Throughout Harrison's illustrious career, he invented a number of innovative techniques for keeping accurate time-and solved many problems that had plagued clockmakers for centuries. Sobel writes: "Most pendulums of Harrison's day expanded with heat, so they grew longer and ticked out time more slowly in hot weather. When cold made them contract, they speeded up the seconds, and threw the clock's rate off in the opposite direction." Harrison solved this by "combining long and short strips of two different metals-brass and steel-in one pendulum..." Another invention of Harrison's was caged ball bearings, which are still used today.
Harrison did eventually win the longitude prize, but not until he was in his late 70s. The debate over the way longitude would be found raged on throughout his many trials over the decades between the 1720s and the 1770s.
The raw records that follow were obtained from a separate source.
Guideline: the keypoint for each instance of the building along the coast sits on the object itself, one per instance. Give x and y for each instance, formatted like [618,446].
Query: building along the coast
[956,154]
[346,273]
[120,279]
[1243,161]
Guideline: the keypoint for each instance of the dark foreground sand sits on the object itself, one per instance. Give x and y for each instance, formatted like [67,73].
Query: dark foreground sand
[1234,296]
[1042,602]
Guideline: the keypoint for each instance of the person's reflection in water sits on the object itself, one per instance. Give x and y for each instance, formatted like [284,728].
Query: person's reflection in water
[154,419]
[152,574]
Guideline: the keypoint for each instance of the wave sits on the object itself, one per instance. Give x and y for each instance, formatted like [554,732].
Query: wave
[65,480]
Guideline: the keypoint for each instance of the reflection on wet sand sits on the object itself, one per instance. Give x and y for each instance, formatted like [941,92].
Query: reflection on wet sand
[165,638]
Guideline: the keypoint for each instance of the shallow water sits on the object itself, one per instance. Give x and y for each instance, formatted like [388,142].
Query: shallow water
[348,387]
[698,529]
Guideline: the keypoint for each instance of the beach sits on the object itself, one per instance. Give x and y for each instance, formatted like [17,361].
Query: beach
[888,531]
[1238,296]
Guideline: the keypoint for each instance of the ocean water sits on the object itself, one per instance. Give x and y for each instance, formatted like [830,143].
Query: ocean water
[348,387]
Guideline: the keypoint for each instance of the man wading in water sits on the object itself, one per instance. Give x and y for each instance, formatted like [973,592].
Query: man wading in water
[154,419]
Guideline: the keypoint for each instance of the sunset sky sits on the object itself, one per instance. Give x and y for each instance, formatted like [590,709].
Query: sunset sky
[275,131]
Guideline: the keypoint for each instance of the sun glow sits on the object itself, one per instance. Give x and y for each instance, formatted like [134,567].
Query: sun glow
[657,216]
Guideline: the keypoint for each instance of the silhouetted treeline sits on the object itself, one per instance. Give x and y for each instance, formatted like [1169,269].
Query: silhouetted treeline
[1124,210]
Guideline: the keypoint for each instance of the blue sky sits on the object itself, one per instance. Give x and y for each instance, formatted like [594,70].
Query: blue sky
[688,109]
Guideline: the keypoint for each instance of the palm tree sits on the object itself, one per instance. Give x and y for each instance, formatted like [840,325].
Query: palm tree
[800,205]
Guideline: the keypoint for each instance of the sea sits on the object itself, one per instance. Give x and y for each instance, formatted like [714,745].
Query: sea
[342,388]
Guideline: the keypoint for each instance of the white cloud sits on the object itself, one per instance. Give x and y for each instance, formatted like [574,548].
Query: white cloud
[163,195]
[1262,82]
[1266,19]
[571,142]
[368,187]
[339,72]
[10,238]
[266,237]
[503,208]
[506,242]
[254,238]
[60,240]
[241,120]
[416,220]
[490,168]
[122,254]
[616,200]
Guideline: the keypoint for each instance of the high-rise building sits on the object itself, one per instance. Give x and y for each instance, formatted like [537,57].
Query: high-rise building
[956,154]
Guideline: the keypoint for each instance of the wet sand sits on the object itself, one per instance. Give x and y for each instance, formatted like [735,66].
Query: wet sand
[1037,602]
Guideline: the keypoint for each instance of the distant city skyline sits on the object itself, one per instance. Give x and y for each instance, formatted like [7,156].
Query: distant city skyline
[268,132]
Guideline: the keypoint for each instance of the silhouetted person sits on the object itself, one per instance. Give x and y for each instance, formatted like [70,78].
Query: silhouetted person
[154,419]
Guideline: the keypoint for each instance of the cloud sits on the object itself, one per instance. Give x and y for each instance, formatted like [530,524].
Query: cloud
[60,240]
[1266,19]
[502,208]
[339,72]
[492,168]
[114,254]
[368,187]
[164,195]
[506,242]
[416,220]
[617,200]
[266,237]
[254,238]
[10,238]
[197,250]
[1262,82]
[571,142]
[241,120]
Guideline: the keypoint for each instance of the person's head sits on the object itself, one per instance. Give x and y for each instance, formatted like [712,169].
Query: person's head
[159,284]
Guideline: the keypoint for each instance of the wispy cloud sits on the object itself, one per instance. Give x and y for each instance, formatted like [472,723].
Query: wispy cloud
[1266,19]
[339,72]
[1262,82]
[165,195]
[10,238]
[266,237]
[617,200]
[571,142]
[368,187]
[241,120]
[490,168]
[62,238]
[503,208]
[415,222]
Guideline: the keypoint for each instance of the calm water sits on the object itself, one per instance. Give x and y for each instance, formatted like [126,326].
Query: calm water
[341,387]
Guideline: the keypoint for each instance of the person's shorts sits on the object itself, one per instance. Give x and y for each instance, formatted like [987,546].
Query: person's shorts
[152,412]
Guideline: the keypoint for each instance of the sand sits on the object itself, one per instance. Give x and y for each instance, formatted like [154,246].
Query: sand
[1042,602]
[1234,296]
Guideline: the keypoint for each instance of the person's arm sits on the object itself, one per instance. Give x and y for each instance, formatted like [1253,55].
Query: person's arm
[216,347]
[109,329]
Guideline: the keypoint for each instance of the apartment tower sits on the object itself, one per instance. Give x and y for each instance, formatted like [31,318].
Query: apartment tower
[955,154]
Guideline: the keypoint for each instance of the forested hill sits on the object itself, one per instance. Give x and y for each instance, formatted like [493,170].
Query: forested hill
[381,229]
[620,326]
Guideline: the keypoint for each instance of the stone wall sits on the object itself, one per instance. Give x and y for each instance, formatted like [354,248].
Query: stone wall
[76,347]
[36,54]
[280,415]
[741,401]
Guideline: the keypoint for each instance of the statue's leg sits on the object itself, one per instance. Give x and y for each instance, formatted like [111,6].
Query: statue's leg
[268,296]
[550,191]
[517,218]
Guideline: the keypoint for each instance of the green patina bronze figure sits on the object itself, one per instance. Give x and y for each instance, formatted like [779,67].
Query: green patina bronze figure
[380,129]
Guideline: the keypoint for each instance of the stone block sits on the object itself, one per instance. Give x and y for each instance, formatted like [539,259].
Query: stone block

He submitted two clocks to the Longitude Board between 1737 and 1741 (named H1 and H2), but spent nearly twenty years perfecting H3, which he finally submitted in 1769. During this time, a rival 40 years younger than Harrison, the Reverend Nevil Maskelyne, insisted that the lunar distance method was the way that longitude was to be found. Sobel makes clear that Maskelyne, while a foe to Harrison, was not exactly a villain. Rather he was more like an anti-hero. While Harrison's method eventually won out, Maskelyne did make many important contributions to the science of astronomy. Sobel is objective enough to give credit where credit is due.
Longitude is written in a breezy, easy-to-read style. Sobel tells her tale chronologically, providing the essentials of the struggle while maintaining the historical context. She describes the painstaking observations and integrations that Harrison had to make in order to create his famous clocks. The solitary years he spent in his workshop focusing on his central goal is an inspiration to behold, particularly in an age like ours, where the individual is often looked upon with derision and contempt.
Because Longitude is a popular account, there are few technical details. For the most part, this lack of detail does not detract from the book, but occasionally the lack of technical description confuses the reader. For example, Sobel does not explain how one determines local time on a moving ship. Nevertheless, this flaw does not detract from the overall value of the book. Sobel tells her tale well and brims with enthusiasm for John Harrison and his wonderful invention that solved a centuries-long obstacle to safe navigation on the high seas. At the end of the book, Sobel touchingly describes her reaction to seeing Harrison's clocks for the first time. "Coming face-to-face with these machines at last-after having read countless accounts of their construction and trial, after having seen every detail of their insides and outsides in still and moving pictures-reduced me to tears."